The Immigration Assessment Authority (IAA) made a decision (First Authority), which was then quashed by the Federal Circuit Court (FCCA) on the basis that the IAA unreasonably failed to consider the exercise of the discretion to invite the second respondent to an interview pursuant to s 473DC(3) of the Migration Act 1958 (Cth).
The Federal Court (FCA) summarised the subsequent events as follows:
8 Following the remitter, the Authority, which, for convenience, I will refer to as the second Authority, wrote a letter to the respondents and their recently appointed representatives dated 25 July 2019 in which the second Authority said, inter alia:
On 19 June 2019 a court remitted your case back to us for reconsideration. We will now proceed to reconsider your case.
It is important that you:
• act quickly in your dealings with us, as a decision may be made at any time.
(Emphasis in original.)
The second Authority’s letter did not contain an invitation to the respondents to provide further information or to make submissions.
9 On 12 August 2019, the second Authority made its decision to affirm the refusal of the respondents’ application for protection visas.
The respondents then successfully applied to the FCCA for the judicial review of the Second Authority's decision.
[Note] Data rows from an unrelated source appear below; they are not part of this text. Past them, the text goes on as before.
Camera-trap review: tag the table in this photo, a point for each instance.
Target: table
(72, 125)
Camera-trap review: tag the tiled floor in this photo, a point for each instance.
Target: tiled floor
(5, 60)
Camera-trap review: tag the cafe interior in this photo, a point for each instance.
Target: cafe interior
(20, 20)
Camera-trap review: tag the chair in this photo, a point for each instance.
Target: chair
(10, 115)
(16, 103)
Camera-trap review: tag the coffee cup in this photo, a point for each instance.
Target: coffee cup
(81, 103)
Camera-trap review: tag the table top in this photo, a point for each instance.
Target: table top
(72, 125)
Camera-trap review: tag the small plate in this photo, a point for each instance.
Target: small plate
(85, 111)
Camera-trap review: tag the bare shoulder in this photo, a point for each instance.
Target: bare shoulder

The FCCA held that the following factors bore on an apprehension of bias on the part of the Second Authority:
(1) the speed with which the second Authority proceeded with the second review following the remittal from the Federal Circuit Court;
(2) the opaque notification provided to the respondents by the second Authority following remittal, which said very little apart from notifying the respondents that they were in the second review engaged “in a race against time”, the parameters of which were not revealed; and
(3) the absence of anything communicated from the second Authority to the respondents that they would have an opportunity to put anything to the second Authority bearing upon the reason for the remittal.
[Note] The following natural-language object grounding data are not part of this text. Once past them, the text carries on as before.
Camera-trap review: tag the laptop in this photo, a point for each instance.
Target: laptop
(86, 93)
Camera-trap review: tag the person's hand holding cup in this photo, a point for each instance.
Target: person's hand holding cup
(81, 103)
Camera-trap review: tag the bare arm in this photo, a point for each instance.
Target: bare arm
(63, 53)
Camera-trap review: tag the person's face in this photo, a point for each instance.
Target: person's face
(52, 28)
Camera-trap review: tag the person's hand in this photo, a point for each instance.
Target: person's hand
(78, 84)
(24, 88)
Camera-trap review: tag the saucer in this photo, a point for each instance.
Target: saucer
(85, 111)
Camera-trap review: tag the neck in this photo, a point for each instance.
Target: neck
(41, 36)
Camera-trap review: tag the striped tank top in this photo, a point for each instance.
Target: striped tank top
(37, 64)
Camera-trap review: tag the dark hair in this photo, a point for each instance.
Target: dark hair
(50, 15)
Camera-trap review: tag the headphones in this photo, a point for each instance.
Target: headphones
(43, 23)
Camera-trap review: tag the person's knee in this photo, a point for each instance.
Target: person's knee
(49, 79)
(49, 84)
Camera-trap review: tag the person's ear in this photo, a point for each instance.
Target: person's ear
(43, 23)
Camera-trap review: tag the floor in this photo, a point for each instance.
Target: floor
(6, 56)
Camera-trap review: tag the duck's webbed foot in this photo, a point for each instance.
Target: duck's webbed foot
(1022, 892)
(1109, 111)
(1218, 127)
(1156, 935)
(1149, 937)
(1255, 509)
The Minister eventually appealed to the FCA from the second FCCA decision above.
Some of the questions to the FCA were as follows:
Question 1: Gleeson CJ and Gummow J held in Jia Legeng in the context of an allegation of actual bias that an allegation of bias must be "distinctly made and clearly proved". Must an allegation of apprehended bias be distinctly made?
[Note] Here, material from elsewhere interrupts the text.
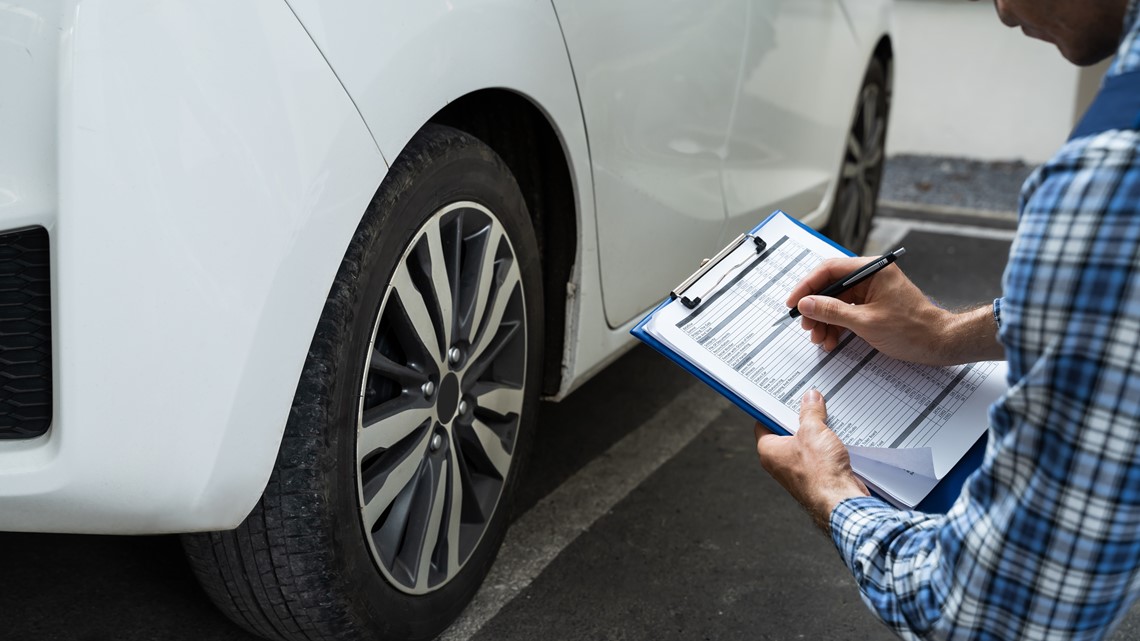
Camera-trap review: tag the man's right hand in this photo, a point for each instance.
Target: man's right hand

Question 2: Can it be said that, the more serious the allegation of apprehended bias, the more the allegation must be "clearly proved"? In other words, can it be said that the attribution of the "necessary apprehension to the fair-minded and properly informed observer may well be influenced by the nature and seriousness of the conduct and the inferences to be drawn from it that it is said might give rise to the necessary apprehension"?
Question 3: Is the IAA required to "give notice of its receipt of a reference of a fast track reviewable decision or state that it would review the decision within a certain period of time"?
Question 4: Is the IAA authorised to make a decision at any time after a decision has been referred to it?
Question 5: The notice given by the IAA following remitter from the FCCA advised the respondents to "act quickly in your dealings with us, as a decision may be made at any time" and that they were engaged "in a race against time". Is any deficiency in the notice sufficient in itself to lead to a conclusion of apprehended bias?
Question 6: Was the Second Authority, by reason of the FCCA's finding that the First Authority's decision was vitiated with jurisdictional error on the basis of an unreasonable failure to consider the exercise of the discretion to invite the second respondent to interview pursuant to s 473DC(3), bound to extend such an invitation?
Question 7: Do the 3 matters identified by the second FCCA individually or cumulatively lead to a conclusion of apprehended bias?
Question 8: The "second Authority considered the second respondent’s “information” was likely to be of limited probative value in establishing that the first respondent was involved in the LTTE in the key manner he claimed given two matters, being the following: (1) the second respondent was not the one involved in the LTTE; and (2) the secretive nature of such claimed employment". Was there "a flaw in the second Authority’s reasoning that led it to conclude that the second respondent’s “information” was likely to be of limited probative value"?
Question 9: The Second Authority treated a DFAT report produced after the remitter from the FCCA as "a highly authoritative source" of country information and gave it "substantial and greatest weight" and "greatest weight". Did the Second Authority come to the review "with a preconception that material produced by the Commonwealth is practically determinative or permits such permit to intrude upon the proper evaluation of material"?